It's time to retire the adjective incredible and the adverb incredibly. A Google search of the web found approximately 835,000,000 uses of these words - somewhat more for the adverb than for the adjective. For the present into the middle future they have about as much value as did the Papiermark during the German hyperinflation of 1921-23. By comparison, the much-used expletives shit and fuck found their way to the Internet 89,000,000 and 171,000,000. Even allowing that shit and fuck can't get past the network standards departments - premium channels not included, it's a blowout for the i-words.
But overuse is not the whole of this offense against the subtlety and nimbleness of the English language. It is the mindlessness that their use puts on display, the shallow unoriginality of the demographic that I take to be the sons and daughters of the boomer generation. For it is from the mouths of the 20-40 year-olds that these leaden nuggets fall most readily.

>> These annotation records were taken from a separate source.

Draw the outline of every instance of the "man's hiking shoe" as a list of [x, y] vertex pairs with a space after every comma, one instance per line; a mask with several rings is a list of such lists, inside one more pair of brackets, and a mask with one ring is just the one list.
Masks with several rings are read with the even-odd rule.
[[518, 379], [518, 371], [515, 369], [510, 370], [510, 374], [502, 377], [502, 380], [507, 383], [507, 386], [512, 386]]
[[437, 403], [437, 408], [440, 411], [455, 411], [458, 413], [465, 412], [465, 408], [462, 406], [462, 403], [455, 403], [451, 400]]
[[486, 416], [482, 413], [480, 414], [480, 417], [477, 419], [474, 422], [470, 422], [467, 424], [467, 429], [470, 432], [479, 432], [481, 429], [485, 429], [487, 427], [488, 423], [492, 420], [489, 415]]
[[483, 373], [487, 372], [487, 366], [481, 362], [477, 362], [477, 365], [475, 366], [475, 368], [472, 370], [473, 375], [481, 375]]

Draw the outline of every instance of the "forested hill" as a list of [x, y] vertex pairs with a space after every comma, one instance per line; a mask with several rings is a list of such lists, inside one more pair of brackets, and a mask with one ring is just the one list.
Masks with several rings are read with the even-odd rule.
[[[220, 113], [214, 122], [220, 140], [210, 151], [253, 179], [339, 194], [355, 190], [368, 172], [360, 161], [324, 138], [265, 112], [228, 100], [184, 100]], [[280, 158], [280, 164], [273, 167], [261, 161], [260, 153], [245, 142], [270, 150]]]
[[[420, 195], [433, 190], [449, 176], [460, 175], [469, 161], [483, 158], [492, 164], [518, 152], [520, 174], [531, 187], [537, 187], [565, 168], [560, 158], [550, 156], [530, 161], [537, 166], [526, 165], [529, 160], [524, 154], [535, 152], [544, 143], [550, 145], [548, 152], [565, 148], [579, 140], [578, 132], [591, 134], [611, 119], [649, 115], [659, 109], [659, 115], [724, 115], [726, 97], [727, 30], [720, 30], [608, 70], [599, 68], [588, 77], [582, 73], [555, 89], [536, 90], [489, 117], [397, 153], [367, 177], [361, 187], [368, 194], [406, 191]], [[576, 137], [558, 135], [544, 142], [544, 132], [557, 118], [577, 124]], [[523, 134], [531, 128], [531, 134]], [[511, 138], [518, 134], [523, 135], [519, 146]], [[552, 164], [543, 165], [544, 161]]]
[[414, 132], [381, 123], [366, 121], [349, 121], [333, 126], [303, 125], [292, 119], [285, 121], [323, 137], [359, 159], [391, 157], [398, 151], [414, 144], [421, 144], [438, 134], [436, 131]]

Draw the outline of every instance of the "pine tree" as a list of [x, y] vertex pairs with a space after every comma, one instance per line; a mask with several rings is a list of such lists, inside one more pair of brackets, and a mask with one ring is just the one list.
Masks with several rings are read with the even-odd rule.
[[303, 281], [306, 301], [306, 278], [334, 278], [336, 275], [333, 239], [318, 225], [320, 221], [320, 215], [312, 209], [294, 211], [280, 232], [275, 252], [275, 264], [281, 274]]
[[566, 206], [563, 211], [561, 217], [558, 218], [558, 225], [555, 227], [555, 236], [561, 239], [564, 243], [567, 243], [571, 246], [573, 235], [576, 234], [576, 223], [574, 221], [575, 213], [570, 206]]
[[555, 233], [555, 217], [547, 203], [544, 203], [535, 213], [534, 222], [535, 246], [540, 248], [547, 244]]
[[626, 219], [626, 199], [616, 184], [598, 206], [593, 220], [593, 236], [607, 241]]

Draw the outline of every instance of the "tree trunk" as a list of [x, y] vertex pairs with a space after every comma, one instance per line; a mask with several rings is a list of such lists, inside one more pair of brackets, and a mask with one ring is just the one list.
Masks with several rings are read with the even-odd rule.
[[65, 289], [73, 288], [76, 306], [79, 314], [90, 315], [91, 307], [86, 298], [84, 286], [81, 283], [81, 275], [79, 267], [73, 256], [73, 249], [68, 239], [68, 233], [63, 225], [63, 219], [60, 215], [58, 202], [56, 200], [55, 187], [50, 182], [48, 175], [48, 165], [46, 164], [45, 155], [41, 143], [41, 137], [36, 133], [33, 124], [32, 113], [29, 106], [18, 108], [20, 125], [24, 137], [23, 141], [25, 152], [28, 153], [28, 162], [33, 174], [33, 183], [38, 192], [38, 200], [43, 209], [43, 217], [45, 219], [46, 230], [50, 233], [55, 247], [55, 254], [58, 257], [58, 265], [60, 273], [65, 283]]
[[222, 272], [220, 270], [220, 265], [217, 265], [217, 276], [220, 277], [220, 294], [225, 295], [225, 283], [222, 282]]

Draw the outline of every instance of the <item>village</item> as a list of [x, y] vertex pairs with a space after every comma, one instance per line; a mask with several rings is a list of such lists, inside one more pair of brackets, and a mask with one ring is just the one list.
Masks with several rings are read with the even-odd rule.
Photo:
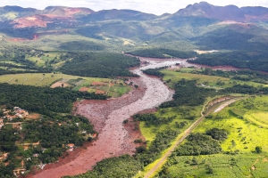
[[[19, 151], [19, 153], [14, 153], [14, 149], [8, 145], [11, 143], [4, 142], [4, 140], [2, 142], [1, 139], [0, 164], [3, 163], [5, 167], [15, 165], [13, 168], [13, 172], [17, 177], [28, 173], [29, 169], [31, 168], [31, 166], [27, 166], [27, 164], [30, 166], [34, 165], [36, 169], [43, 169], [46, 164], [41, 161], [39, 157], [41, 157], [42, 154], [47, 154], [52, 151], [49, 148], [43, 148], [40, 144], [40, 141], [33, 142], [28, 139], [25, 140], [25, 134], [23, 133], [23, 129], [25, 129], [24, 125], [29, 125], [31, 121], [40, 120], [41, 117], [41, 115], [38, 113], [29, 113], [28, 110], [20, 107], [9, 107], [7, 109], [6, 106], [2, 106], [0, 108], [0, 134], [3, 136], [6, 131], [9, 131], [12, 134], [17, 136], [17, 140], [13, 142], [13, 147], [17, 148], [15, 150], [17, 152]], [[48, 123], [54, 124], [51, 121]], [[74, 125], [79, 126], [80, 124], [80, 123], [75, 123]], [[58, 125], [61, 126], [63, 124], [58, 124]], [[87, 131], [81, 133], [86, 134]], [[92, 138], [96, 137], [96, 134], [88, 134], [88, 135]], [[64, 147], [63, 150], [67, 151], [73, 151], [76, 148], [72, 142], [63, 144], [63, 147]], [[41, 152], [36, 153], [33, 150], [40, 150]], [[12, 160], [9, 158], [11, 155], [14, 157]], [[15, 160], [15, 163], [13, 162], [13, 160]], [[31, 164], [29, 164], [29, 162]]]

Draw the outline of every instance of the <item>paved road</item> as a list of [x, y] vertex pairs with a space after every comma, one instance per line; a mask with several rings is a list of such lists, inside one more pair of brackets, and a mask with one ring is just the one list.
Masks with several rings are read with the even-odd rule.
[[[204, 115], [203, 111], [206, 106], [204, 105], [203, 109], [201, 111], [201, 117], [198, 118], [194, 124], [192, 124], [184, 133], [184, 134], [182, 135], [182, 137], [177, 141], [177, 142], [172, 146], [170, 148], [170, 150], [164, 154], [163, 155], [163, 157], [159, 159], [158, 163], [144, 176], [145, 178], [148, 178], [150, 176], [153, 175], [153, 174], [159, 168], [161, 167], [161, 166], [164, 163], [164, 161], [167, 159], [167, 158], [172, 154], [172, 152], [175, 150], [176, 147], [178, 147], [179, 144], [180, 144], [184, 139], [186, 139], [186, 137], [204, 120], [204, 118], [205, 117], [205, 116], [207, 116], [209, 113], [211, 113], [215, 108], [220, 108], [222, 105], [224, 105], [224, 107], [227, 107], [228, 105], [241, 100], [241, 98], [237, 98], [237, 99], [230, 99], [228, 101], [224, 101], [221, 103], [218, 103], [216, 105], [214, 105], [214, 107], [210, 108], [209, 110]], [[231, 101], [231, 102], [230, 102]], [[228, 103], [226, 105], [226, 103]]]

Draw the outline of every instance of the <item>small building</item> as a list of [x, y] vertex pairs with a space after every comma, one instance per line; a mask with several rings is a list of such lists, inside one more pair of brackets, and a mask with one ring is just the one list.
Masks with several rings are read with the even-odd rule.
[[73, 148], [73, 147], [74, 147], [74, 144], [73, 144], [73, 143], [69, 143], [67, 146], [68, 146], [69, 148]]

I was alerted to this incoming tide of fatuity by hearing a young prosecutor describe someone as "an incredible witness," and later when the testimony of the witness was said to be "incredibly credible." A speaker less interested in fashionable utterances delivered at high speed in the manner of a cable host or a fourth at a frat house bong party would described her witness as - merely - credible, meaning believable or plausible or persuasive - three adjectives that are not precisely equal, but that illustrate what is meant by "shades of meaning."
A great many citations of "incredible witness" employ the words as they should be employed, that is, as comments on a witness who could not be believed. Others, like this and this and this one about a woman who broke up a robbery by turning "to Jesus," are evidence that the speaker or writer said the first thing that passed through his mind, meaning a recent thing that passed from the TV or the Internet or his bud, and ignored the 45,000 adjectives to be found in the Oxford English Dictionary, most of them, by now, far more vivid and serviceable than incredible. By the way, it's interesting to see how many misuses of incredible are linked to a religious experience or an attempt to convince a reader or auditor of one's deep and sincere feeling about the supernatural. Humbug breeds superficiality.
To say more would mark me as one possessed - a crank - so I shall leave it there with a mere smattering of synonyms taken from Thesaurus.com:
beyond belief - absurd, far-fetched, fishy, flimsy*, implausible,impossible, improbable, incogitable,inconceivable, insupposable, out of the question,outlandish, phony, preposterous, questionable,ridiculous, rings phony, suspect, thin*,unbelievable, unconvincing, unimaginable,
Far-fetched - bizarre, doubtful, dubious, eccentric, fantastic,fishy, forced, hard to swallow, illogical,implausible, improbable, incoherent,inconsequential, incredible , labored,preposterous, queer, recondite, strained,strange, suspicious, unbelievable, unconvincing,unlikely, unnatural, unrealistic
Unconvincing - assailable, baseless, contemptible,controvertible, fallacious, false, feeble, frivolous,groundless, illogical, improbable, inadequate,inane, inconceivable, incredible , inept, lame,poor, puerile, superficial, thin, transparent,trifling, trivial, unbelievable, ungrounded,unpersuasive, unreasonable, unsatisfactory,unsubstantial, weak, weakly, wishful
I have omitted from this list the word awesome which, with one billion-210-million hits on the web, deserves its own retirement party.